GÜNDOĞDU YILDIRIM YAZIYOR..
Felsefenin temel bir ilkesi vardır; “eskinin içinden yeni doğar” diye. İşte bu nedenle eski ve yeni tek başına bir anlam ifade etmez. Birbirinin içindedir.
Eskidir yeniyi doğuran.
Eski zamanını doldurunca yeni başlar. Yenide bir zaman gelir eskir. Sonra eskiyen yenin yerine yeni gelir. Bu döngü devam eder gider.
İdealistler, eskiyi ve yeniyi birbirinden ayrı görür.
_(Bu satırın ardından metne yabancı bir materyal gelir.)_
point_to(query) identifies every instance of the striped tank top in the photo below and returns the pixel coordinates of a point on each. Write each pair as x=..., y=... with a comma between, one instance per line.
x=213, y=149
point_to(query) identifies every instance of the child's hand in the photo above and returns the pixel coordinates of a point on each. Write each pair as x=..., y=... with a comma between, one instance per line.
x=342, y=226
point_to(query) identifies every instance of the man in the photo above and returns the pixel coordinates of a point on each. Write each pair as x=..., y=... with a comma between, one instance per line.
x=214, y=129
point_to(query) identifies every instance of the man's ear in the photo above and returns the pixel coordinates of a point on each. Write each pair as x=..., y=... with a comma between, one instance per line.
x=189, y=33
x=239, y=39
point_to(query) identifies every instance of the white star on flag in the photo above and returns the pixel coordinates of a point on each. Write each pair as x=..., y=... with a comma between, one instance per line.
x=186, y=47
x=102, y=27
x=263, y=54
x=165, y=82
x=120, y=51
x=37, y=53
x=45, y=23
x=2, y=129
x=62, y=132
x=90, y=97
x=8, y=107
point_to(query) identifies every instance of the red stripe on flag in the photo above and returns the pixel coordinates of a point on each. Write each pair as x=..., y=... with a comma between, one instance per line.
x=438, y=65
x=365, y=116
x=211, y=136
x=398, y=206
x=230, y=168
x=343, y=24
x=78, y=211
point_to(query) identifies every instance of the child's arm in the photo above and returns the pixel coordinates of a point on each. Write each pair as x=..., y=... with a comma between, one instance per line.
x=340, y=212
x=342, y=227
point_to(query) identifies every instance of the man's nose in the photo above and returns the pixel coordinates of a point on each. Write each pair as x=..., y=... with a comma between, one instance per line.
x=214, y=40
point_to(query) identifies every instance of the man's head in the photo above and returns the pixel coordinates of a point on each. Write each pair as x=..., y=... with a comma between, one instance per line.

Hatta zamanı hep durağan algılar.
Yaşamı hep duran olarak tanımlar.
Yenin içinde eski; eskinin içinde yeni yatar.
Her şey birikimli ilerler. Birbirinin içinde doğar.
…
Yaşamı anlamlandırabilmek için; insanlar zaman içinde bir sürü değer, kavram yaratmışlar. Bu kavramlar hayatımıza yön vermiş. Bir yaşam biçimi haline gelmiş.
Gün, hafta, ay, yıl üretilen bu kavramlardan sadece bir kaçıdır.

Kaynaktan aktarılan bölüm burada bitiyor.